Desde el punto de vista de la cultura y del patrimonio, resulta un juego pirotécnico de fotos y datos estadísticos, que los medios de comunicación se encargarán de mostrar hasta la saciedad, con el objetivo de llenar páginas, pero también de desviar la atención de otros asuntos que son mucho más importantes para la vida cotidiana de las personas, más aún en tiempos de crisis política y económica.

 

Desde el punto de vista económico, supone un esfuerzo público, tanto en la promoción como en los recursos económicos utilizados, favoreciendo una ganancia tan fácil y rápida, como pasajera. No genera la creación de una estructura productiva estable, de un empleo de calidad, ni de un bienestar con bases sólidas. Se trata de una actuación cortoplacista: El futuro no importa, sólo el presente.

 

A ello se une, otro elemento, que es la utilización política y/o partidista. En los tiempos que corren, determinados dirigentes, están deseosos de que se realice su Olimpiada o su Expo. Están empeñados en pasar a la historia. Lo que no se analiza ni se explica a la población es cuánto dinero público cuesta y a quién va a parar, cuánto genera en la economía local cada euro público invertido y cuál es el coste de oportunidad del gasto realizado en estas Olimpiadas y Expos. El futuro no importa sólo el presente, luego ya veremos que nos inventamos.

 

Con la exposición AQUA, que está celebrándose en Toro desde abril hasta noviembre de este año, tenemos uno de esos grandes eventos. Las instituciones públicas se gastarán alrededor de un millón y medio de euros (es decir, la friolera de unos 250 millones de las antiguas pesetas). Lo primero que se debería hacer es el cálculo de cuántos euros se generan en la economía privada por cada euro público gastado y cuantos recursos, vía impuestos y tasas, gracias al aumento de la actividad económica, regresan a las arcas públicas. Lo segundo es auditar las cuentas. La razón es muy sencilla: es dinero de todos. Lo tercero es analizar con claridad el impacto en la economía local, tanto los ingresos recibidos como el empleo generado, como las actividades y ocupaciones que se crean para el futuro en la ciudad.
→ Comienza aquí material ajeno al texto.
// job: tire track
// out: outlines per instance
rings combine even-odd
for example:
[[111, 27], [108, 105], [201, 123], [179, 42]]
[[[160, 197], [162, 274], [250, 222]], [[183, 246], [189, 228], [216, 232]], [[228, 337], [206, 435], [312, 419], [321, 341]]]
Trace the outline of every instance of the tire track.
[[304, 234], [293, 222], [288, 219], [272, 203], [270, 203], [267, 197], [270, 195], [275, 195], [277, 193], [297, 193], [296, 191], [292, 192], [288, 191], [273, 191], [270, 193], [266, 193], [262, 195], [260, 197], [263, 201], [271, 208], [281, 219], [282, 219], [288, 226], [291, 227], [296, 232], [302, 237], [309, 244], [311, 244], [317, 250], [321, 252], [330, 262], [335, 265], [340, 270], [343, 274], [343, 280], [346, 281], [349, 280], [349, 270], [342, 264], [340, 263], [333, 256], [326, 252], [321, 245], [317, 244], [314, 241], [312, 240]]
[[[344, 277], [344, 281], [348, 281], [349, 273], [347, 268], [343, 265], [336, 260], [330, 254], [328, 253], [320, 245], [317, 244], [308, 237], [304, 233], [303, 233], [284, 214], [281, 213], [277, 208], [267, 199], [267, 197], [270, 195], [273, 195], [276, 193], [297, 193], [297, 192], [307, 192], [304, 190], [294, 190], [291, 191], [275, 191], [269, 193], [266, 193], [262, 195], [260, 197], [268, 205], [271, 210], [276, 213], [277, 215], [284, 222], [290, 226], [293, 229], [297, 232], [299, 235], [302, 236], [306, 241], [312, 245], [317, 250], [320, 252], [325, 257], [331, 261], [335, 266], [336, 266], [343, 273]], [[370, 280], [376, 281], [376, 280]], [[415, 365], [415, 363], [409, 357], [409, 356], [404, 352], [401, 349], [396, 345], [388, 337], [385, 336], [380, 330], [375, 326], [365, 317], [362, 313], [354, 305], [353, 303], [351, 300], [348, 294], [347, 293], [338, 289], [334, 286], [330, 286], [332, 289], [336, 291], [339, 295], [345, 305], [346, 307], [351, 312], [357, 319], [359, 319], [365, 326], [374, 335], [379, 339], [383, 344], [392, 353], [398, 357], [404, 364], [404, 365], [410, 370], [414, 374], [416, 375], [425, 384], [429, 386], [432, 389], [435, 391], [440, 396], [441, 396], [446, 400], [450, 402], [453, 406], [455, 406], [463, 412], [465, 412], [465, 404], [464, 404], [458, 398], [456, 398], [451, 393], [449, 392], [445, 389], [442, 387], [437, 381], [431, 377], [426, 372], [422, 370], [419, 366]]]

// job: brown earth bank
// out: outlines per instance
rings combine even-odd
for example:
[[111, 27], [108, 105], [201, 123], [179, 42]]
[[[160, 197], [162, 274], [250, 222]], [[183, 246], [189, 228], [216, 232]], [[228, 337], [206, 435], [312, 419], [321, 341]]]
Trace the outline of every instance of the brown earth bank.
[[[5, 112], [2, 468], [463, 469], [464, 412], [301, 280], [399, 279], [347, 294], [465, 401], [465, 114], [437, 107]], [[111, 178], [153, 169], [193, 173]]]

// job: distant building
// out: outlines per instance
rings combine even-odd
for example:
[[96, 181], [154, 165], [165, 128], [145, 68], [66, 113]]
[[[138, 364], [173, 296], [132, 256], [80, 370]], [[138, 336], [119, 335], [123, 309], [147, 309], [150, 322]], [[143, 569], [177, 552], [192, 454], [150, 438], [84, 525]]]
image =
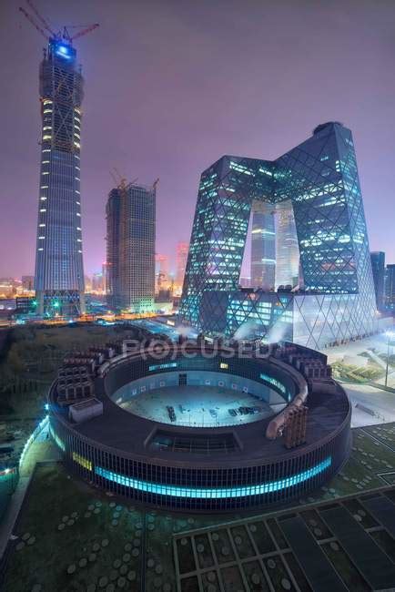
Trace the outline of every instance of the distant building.
[[384, 309], [385, 253], [376, 250], [370, 253], [377, 310]]
[[[251, 231], [251, 281], [253, 288], [271, 290], [276, 278], [276, 229], [274, 208], [253, 205]], [[240, 285], [241, 281], [240, 281]], [[243, 286], [248, 288], [248, 286]]]
[[129, 183], [112, 189], [106, 204], [109, 304], [154, 310], [156, 189]]
[[121, 193], [118, 189], [112, 189], [106, 206], [107, 301], [112, 308], [116, 308], [116, 295], [119, 294], [120, 208]]
[[387, 265], [385, 270], [385, 308], [395, 311], [395, 264]]
[[108, 278], [107, 278], [107, 264], [105, 261], [102, 263], [102, 274], [103, 274], [103, 291], [105, 294], [108, 293]]
[[241, 288], [250, 288], [251, 287], [251, 278], [240, 278], [238, 284]]
[[92, 276], [92, 291], [104, 292], [105, 291], [105, 278], [103, 273], [96, 272]]
[[167, 255], [157, 254], [155, 256], [155, 293], [170, 289], [170, 277], [168, 273]]
[[292, 205], [289, 200], [277, 207], [276, 288], [299, 284], [299, 249]]
[[51, 38], [40, 68], [42, 115], [35, 289], [40, 316], [85, 311], [80, 196], [84, 80], [76, 52]]
[[181, 295], [182, 284], [184, 283], [185, 270], [187, 268], [187, 252], [189, 244], [187, 242], [177, 242], [176, 252], [176, 278], [175, 292], [177, 296]]
[[22, 289], [24, 291], [33, 291], [35, 290], [35, 276], [23, 275], [22, 276]]

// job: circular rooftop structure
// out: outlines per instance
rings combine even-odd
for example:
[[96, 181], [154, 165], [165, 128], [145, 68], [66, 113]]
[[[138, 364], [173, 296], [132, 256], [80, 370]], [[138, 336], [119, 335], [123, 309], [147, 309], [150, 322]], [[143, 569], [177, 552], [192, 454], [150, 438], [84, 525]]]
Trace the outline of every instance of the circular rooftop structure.
[[74, 470], [113, 494], [193, 511], [279, 505], [349, 454], [347, 395], [307, 348], [167, 344], [159, 357], [80, 360], [52, 385], [51, 433]]

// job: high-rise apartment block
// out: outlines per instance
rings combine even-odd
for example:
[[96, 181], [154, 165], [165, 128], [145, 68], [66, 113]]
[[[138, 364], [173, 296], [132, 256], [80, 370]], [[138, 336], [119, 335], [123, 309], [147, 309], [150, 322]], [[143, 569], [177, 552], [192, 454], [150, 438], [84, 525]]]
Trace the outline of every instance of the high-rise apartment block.
[[251, 286], [272, 290], [276, 278], [276, 230], [274, 208], [256, 203], [251, 230]]
[[185, 270], [187, 268], [187, 251], [189, 245], [187, 242], [177, 242], [176, 250], [176, 278], [175, 292], [180, 296], [182, 284], [184, 282]]
[[377, 310], [382, 311], [384, 310], [385, 253], [382, 250], [375, 250], [370, 253], [370, 260]]
[[108, 301], [115, 310], [154, 310], [156, 189], [129, 183], [106, 204]]
[[[277, 250], [285, 245], [281, 284], [293, 291], [238, 288], [257, 201], [284, 212]], [[224, 156], [203, 172], [180, 317], [211, 334], [286, 335], [316, 349], [378, 330], [349, 129], [328, 122], [275, 161]]]
[[385, 269], [384, 306], [386, 311], [395, 311], [395, 264]]
[[35, 288], [37, 313], [85, 311], [80, 195], [83, 77], [71, 42], [49, 39], [40, 67], [42, 115]]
Y lo cuarto, es conocer el coste de oportunidad que ha tenido la Olimpiada, es decir, si en vez de gastar un millón y medio en una exposición de unos meses, qué obtendríamos si esos recursos se invirtieran en otros proyectos culturales, sociales o medioambientales de largo alcance (rehabilitación del casco histórico, recuperación de solares y viviendas, creación de infraestructuras culturales y museísticas con un contenido y unas dimensiones adecuadas –nada de mastodontes napoleónicos-, programación cultural estable a lo largo de los próximos años –certámenes, festivales, congresos, muestras, cursos, etc.-, recuperación y puesta en valor de elementos etnográficos –fuentes, pozos, tudas-, inversiones medioambientales -jardines, parques, limpieza urbana, término municipal, riberas del Duero-, inversiones en servicios sociales). Y eso sí que quedaría en la ciudad “más de siete meses”, para esta generación y las venideras, con la consiguiente creación de puestos de trabajo, el aumento del bienestar de la población y la mejoría de la actividad cultural, los servicios sociales y el medio ambiente.

 

Además, es conocido por la experiencia, que después de las Olimpiadas y las Expos viene la resaca, que provoca mucha sed (cierre de negocios) y un intenso dolor de cabeza (endeudamiento, infraestructuras sin uso, desviación y agotamiento de recursos).